The specific focus of our attention was the misconfiguration of Amazon’s Simple Storage Service AKA S3 buckets (see what we did there). We have to stress that AWS S3 buckets are secure by default and that in order to allow access to World+Dog, an overworked, underpaid or possibly bored and negligent administrator has to type in the magic runes (Allow:*) and commit the change, simples.
In the last three months alone millions of records have been presented unchallenged to the public, be that the entire Internet or just all other AWS users, which in itself is a significant number.
The large breaches that had been disclosed (and so we can assume there are many yet undiscovered, or discovered and undisclosed) were the following:
- Time Warner, 4 million customer details. This week
- TigerSwan, details of thousands of security cleared mercenaries etc. Last week
- Chicago election board, 1.8 million subscribers details. August 2017
- Verizon, 14 million customer details. July 2017
Well we can now add another high scoring media company (surprise!) to the list. Step forward Viacom, whose backups of systems and data stored on AWS were discovered to be wide open by none other than Chris Vickery, the eagle-eyed bucket hole spotter from UpGuard.
The breached files contained server configuration details, usernames, passwords and data that would enable an attacker to ’cause enormous damage’ to Viacom’s business including some TV stations you might have heard of like MTV, Comedy Central and Nickelodeon. What a howler.
In this case UpGuard contacted Viacom and the Henry fixed the hole in his bucket pretty quickly (quick enough? Who knows). We do have to wonder what Henry will do with the axe in this 2017 panic remix of the classic children’s Nursery Rhyme.

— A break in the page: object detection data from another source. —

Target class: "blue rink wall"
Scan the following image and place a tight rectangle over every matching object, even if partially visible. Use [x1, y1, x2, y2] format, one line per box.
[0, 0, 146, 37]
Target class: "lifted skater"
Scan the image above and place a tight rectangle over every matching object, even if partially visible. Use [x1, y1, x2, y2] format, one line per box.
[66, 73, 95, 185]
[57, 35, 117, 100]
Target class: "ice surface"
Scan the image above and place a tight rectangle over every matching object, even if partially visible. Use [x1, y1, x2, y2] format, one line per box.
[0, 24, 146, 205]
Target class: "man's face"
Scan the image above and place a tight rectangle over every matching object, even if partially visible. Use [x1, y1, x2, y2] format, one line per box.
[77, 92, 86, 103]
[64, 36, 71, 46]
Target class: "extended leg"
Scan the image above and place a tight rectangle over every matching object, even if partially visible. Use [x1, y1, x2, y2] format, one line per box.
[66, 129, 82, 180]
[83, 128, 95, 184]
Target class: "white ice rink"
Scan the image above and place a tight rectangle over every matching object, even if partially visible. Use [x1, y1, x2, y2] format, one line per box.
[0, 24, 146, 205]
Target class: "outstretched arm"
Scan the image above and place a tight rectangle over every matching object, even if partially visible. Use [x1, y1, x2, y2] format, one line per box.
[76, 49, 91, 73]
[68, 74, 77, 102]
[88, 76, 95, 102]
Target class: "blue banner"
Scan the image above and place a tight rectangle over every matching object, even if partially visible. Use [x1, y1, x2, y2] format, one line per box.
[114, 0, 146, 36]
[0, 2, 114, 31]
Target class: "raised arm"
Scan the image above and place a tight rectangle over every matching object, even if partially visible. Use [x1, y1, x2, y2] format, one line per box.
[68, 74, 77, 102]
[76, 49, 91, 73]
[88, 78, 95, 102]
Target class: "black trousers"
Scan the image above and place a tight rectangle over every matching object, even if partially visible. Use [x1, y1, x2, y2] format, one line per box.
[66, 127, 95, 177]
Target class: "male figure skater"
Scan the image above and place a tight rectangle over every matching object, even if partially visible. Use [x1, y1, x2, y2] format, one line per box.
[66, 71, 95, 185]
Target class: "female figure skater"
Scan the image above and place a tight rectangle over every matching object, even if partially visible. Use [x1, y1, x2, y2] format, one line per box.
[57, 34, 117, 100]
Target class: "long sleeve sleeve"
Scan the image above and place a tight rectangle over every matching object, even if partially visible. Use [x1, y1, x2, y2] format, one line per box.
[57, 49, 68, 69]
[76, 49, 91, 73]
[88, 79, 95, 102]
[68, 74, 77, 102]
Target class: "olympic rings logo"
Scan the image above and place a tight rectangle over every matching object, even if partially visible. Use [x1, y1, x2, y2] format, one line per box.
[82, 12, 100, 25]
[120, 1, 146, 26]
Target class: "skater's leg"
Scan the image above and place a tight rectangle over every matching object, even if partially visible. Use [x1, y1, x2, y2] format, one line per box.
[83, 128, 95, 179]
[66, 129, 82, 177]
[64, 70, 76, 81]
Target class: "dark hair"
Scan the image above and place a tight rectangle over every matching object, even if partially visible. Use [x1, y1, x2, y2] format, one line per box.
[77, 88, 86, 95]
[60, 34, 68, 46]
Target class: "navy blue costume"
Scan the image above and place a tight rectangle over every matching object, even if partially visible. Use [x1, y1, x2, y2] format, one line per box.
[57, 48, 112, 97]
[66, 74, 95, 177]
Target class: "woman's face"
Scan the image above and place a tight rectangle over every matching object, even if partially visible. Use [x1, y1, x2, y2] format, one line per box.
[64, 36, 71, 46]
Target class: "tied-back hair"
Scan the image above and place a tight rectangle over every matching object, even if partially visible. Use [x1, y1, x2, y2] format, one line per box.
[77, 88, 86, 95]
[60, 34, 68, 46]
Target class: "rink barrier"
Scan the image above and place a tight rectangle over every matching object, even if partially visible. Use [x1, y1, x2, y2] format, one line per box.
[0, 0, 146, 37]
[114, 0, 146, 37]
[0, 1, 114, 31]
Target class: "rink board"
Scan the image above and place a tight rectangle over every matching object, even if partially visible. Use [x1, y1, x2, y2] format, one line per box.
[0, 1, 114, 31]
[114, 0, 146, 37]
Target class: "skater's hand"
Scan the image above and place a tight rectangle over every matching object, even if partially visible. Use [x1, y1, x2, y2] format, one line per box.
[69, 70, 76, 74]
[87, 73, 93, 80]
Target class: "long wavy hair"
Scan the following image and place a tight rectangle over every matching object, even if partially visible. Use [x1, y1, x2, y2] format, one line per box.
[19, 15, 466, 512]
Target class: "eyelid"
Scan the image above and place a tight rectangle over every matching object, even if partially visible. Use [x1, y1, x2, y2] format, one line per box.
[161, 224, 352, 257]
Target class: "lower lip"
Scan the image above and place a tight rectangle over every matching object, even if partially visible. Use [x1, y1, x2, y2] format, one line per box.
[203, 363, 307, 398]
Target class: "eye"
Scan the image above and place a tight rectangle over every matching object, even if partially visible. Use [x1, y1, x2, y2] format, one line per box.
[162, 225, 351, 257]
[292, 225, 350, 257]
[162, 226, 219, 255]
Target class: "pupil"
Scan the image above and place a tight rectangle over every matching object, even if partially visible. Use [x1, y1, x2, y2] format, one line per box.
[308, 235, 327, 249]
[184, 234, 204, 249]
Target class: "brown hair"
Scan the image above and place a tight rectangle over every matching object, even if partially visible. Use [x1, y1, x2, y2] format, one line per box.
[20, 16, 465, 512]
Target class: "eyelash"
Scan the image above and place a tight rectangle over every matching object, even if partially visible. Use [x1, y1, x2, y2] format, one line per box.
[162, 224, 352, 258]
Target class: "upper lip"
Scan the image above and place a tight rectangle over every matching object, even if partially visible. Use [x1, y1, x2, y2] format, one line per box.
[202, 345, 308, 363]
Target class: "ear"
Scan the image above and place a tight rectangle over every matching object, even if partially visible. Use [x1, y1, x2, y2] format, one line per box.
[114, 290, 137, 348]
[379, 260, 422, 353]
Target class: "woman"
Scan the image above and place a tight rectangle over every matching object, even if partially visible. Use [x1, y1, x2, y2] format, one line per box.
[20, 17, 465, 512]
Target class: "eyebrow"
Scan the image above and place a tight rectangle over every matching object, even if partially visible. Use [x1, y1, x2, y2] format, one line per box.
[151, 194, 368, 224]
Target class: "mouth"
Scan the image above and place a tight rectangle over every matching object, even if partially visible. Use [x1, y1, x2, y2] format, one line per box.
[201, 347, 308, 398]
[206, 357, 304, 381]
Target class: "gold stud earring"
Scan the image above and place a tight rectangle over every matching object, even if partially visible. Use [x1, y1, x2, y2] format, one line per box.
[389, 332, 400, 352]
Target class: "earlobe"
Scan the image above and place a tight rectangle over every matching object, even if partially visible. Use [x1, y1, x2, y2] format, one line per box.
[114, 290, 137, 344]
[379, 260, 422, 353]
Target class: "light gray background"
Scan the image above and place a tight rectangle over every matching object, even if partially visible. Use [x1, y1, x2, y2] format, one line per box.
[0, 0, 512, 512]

We do not want misconfiguration of cloud resources to facilitate breaches of our customer’s data or systems and have been working on solutions for cloud environments, including best practice guides, health checks and continuous security monitoring. If you are concerned or just want some advice, please do contact us at: [email protected] or call 020 7517 3900.
In other important news this week, VMware announced an ‘out-of-bounds write vulnerability’ in ESXi version 6.5, Workstation 12.x, and Fusion 8.x on OSX. The implications of this are very serious, even though the bug may be difficult to execute, so we recommend all of you VMware customers to take some time off from counting your every last shilling for your next licence/support contract and patch your VMware estate pronto.
For those of you who are wondering what has happened to the NHS WannaCry hero, arrested in the USA accused of being involved in the creation and distribution of the Zeus banking trojan, Marcus Hutchins, he is still on bail, still pleading not guilty and building a robust defense (for that is how they spell it over there). His defense team will probably be a tad worried by some of the facts to be presented by the Feds, summarised by the mighty Brian Krebs here.
That’s all for this week. We were going to cover the further astonishing blunders of Equifax and now a faux-pas by Experian (hat tip to Krebs once more here) but you are probably reading all about these in the daily papers over your Shreddies. Have a good weekend.